Each input file contains one test case. For each test case, the first line contains a positive integer N (≤1000), the total number of people in a social network. Hence the people are numbered from 1 to N. Then N lines follow, each gives the hobby list of a person in the format:
K​i​​ : h​i​​ [1] h​i​​ [2] … h​i​​ [Ki​]
where K​i​​ (>0) is the number of hobbies, and hi​​ [j] is the index of the j-th hobby, which is an integer in [1, 1000].

Output Specification:

For each case, print in one line the total number of clusters in the network. Then in the second line, print the numbers of people in the clusters in non-increasing order. The numbers must be separated by exactly one space, and there must be no extra space at the end of the line.

Sample Input:

8
3: 2 7 10
1: 4
2: 5 3
1: 4
1: 3
1: 4
4: 6 8 1 5
1: 4

Sample Output:

3
4 3 1

题目类型：并查集。
大概翻译：有n个人，每人喜欢k个活动，若两人喜欢的活动存在相同的一项则他们属于同一个社交网络，求一共形成了多少社交网络。
思路：先将getRoot()、Merge()函数写好，getRoot函数用于获取祖先节点，Merge函数用于压缩路径。
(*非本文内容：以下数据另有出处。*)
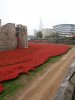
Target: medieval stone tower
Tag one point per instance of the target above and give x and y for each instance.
(11, 36)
在每次读如具体的喜好时都将先寻找所在树，进行并树；最后统计isRoot数组内不为0的个数即为一共多少棵树（isRoot内每个不为0的数即为每棵树所含的节点数即有多少个人在同一个社交网络），将isRoot排序输出。

源代码：

#include <iostream>
#include <algorithm>
#include <vector>
using namespace std;
vector<int> parent, isRoot; //父母数组、树的个数
int course[1010]; //course[t]表示任意⼀一个喜欢t活动的⼈人的编号；
int cmp(int a, int b) {return a > b;}
int getRoot(int x) { //得到祖先节点
    int a = x;
    while(x != parent[x])
        x = parent[x];
  //下面一段参考与柳婼的代码，用于优化时间，否则会有测试用例超时
    while(a != parent[a]) { 
        int z = a;
        a = parent[a];
        parent[z] = x;
    }
    return x;
}
void Merge(int a, int b) { //合并a， b所属的树
    int pa = getRoot(a);
    int pb = getRoot(b);
    if (pa != pb)   parent[pa] = pb; //将a树并到b树下面。
}
int main() {
    int n, k, t, cnt = 0;
    scanf("%d", &n); //n个人
    parent.resize(n + 1); //resize函数用于重置vector数组的大小
    isRoot.resize(n + 1);
    //在输入之前，每个节点都可以看成祖先是自己的节点
    for (int i = 1; i <= n; i++)    parent[i] = i; 
    for (int i = 1; i <= n; i++) {
        scanf("%d:", &k); //所喜欢的k个活动
        for (int j = 0; j < k; j++) {
            scanf("%d", &t); //具体活动
 //如果当前的课程t，之前并没有⼈人喜欢过，那么就course[t] = i，i为它自己的编号，表示i为喜欢course[t]的⼀个⼈的编号。
            if (course[t] == 0)    course[t] = i; 
            Merge(i, getRoot(course[t])); //得到合并后的树
        }
    }
   //统计树的个数，即为一共分为多少网络
    for (int i = 1; i <= n; i++)    isRoot[getRoot(i)]++;
    for(int i = 1; i <= n; i++)    if(isRoot[i] != 0) cnt++; 
    printf("%d\n", cnt);
    //对已经统计好的数据排序，sort函数属于algorithm库
    sort(isRoot.begin(), isRoot.end(), cmp);
    for(int i = 0; i < cnt; i++) {
        printf("%d", isRoot[i]);
        if(i != cnt - 1) printf(" ");
    }
    return 0;
}

（代码部份思路参照柳神写出，在这膜一下！）